Our favorite seasons in Japan just happen to be the cold ones — winter, spring, and autumn — and since we’re tropics-born and bred, the first thing we need on checking in is warmth. On our first visit to Tokyo, that need led to our first culture shock: no English on the aircon remote! I got by that first time by trial and error, gambling that no Japanese manufacturer would install a self-destruct button on their units. It took a while before we could get comfy though.
So I researched the kanji on the aircon remote. Turns out that while different manufacturers install different features on their aircon units, their remotes tend to have mostly the same basic functions. Here’s a quick guide to the Japanese button labels and what they do:
- 運転/停止 – On/Off (unten/teishi)
- 温度 – Change temperature (ondo)
- 運転切換 – Operation mode (unten kirikae)
- 自動 – Automatic mode (jidou)
- 冷房 – Cooling mode (reibou)
- 暖房 – Heating mode (danbou)
- 送風 – Cleaning mode (soufu)
- 風向 – Wind direction (fuukou)
- 風量 – Fan speed (fuuryou)
For example, if you’ve just checked in on a winter evening and want to warm up the room, you’d press 運転/停止 (On/Off) to start the aircon, then either 運転切換 (Mode) to change the mode, or 暖房 (Heating) if there’s a button with this label. The automatic mode, 自動 , can also be used. Then set the temperature with the arrow keys, labeled 温度. We usually set the temp to 30 initially for a quick warming, then bring it down to a more comfortable setting once we’ve stopped shivering!

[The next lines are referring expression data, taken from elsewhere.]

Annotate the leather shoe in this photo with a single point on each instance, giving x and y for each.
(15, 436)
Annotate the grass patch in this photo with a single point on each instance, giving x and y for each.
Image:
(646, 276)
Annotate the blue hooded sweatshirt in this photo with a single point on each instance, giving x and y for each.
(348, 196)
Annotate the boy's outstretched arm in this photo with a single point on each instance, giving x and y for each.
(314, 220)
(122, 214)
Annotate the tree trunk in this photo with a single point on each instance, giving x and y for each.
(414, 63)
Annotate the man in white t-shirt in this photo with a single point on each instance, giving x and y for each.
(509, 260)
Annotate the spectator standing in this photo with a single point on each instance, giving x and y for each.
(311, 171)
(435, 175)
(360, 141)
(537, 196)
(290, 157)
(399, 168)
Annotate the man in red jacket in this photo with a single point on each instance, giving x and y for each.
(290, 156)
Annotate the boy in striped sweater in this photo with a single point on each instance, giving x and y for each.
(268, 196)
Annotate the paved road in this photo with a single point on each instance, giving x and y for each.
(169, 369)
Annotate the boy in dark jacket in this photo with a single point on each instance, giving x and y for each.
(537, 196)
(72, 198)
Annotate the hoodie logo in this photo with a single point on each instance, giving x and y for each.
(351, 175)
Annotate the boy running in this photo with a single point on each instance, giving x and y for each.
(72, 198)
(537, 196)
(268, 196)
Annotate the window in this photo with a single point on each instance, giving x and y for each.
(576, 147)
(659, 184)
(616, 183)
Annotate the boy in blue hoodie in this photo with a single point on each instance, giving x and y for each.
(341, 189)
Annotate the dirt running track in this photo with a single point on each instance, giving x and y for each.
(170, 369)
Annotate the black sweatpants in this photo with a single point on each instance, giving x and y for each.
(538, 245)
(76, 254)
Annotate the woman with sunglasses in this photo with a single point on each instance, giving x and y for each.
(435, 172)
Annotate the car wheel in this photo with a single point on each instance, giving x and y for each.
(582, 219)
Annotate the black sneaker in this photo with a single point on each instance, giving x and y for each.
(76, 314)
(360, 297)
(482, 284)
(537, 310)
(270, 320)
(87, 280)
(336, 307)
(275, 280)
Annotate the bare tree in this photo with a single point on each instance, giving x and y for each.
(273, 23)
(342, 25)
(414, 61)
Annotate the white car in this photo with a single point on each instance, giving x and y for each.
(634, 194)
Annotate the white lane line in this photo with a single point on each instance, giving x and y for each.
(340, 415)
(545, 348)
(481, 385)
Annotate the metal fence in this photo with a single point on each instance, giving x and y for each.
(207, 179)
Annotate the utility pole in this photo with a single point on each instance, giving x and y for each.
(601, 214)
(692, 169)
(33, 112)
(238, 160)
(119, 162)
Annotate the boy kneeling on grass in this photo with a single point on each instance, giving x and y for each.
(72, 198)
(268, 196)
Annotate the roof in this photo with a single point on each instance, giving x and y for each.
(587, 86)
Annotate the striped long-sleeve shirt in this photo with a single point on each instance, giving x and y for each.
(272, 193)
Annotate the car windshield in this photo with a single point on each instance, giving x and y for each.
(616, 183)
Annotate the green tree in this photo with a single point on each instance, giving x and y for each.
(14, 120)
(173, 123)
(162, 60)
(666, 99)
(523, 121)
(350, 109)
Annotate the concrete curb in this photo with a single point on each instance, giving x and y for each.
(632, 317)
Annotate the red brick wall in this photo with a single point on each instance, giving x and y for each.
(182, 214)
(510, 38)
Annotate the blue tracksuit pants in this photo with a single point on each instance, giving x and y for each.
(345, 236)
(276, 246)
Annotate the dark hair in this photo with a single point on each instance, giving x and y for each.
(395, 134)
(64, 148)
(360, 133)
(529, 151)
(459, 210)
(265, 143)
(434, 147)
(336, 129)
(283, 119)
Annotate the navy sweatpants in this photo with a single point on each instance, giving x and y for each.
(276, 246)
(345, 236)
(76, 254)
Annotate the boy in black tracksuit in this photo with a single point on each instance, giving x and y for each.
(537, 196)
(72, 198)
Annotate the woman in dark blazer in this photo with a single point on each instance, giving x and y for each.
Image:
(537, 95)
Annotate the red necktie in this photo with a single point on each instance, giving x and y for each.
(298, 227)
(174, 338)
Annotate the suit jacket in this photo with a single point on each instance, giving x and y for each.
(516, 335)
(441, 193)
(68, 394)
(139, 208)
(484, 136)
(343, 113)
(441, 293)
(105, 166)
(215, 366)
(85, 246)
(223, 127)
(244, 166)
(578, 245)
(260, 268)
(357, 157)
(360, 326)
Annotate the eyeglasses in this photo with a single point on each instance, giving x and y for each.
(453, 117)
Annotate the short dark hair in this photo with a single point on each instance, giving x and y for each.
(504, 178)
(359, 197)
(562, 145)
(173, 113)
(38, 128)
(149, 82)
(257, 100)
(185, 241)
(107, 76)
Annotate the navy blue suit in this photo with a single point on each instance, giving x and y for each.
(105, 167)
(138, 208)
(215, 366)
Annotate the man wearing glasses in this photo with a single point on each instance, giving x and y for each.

If the air smells musty, press the 送風 button. On some units you may have to hold the button down until the aircon is clean. The unit will dehydrate its interior to remove the mold.
These controls will be found on most Japanese aircon brand remotes, along with other functions that often differ from brand to brand. Every manufacturer likes to put in special features unique to their aircons, some of them really nifty like a clothes drying mode, usually written as 衣類乾燥.
Thankfully, no one’s thought of the self-destruct mode yet.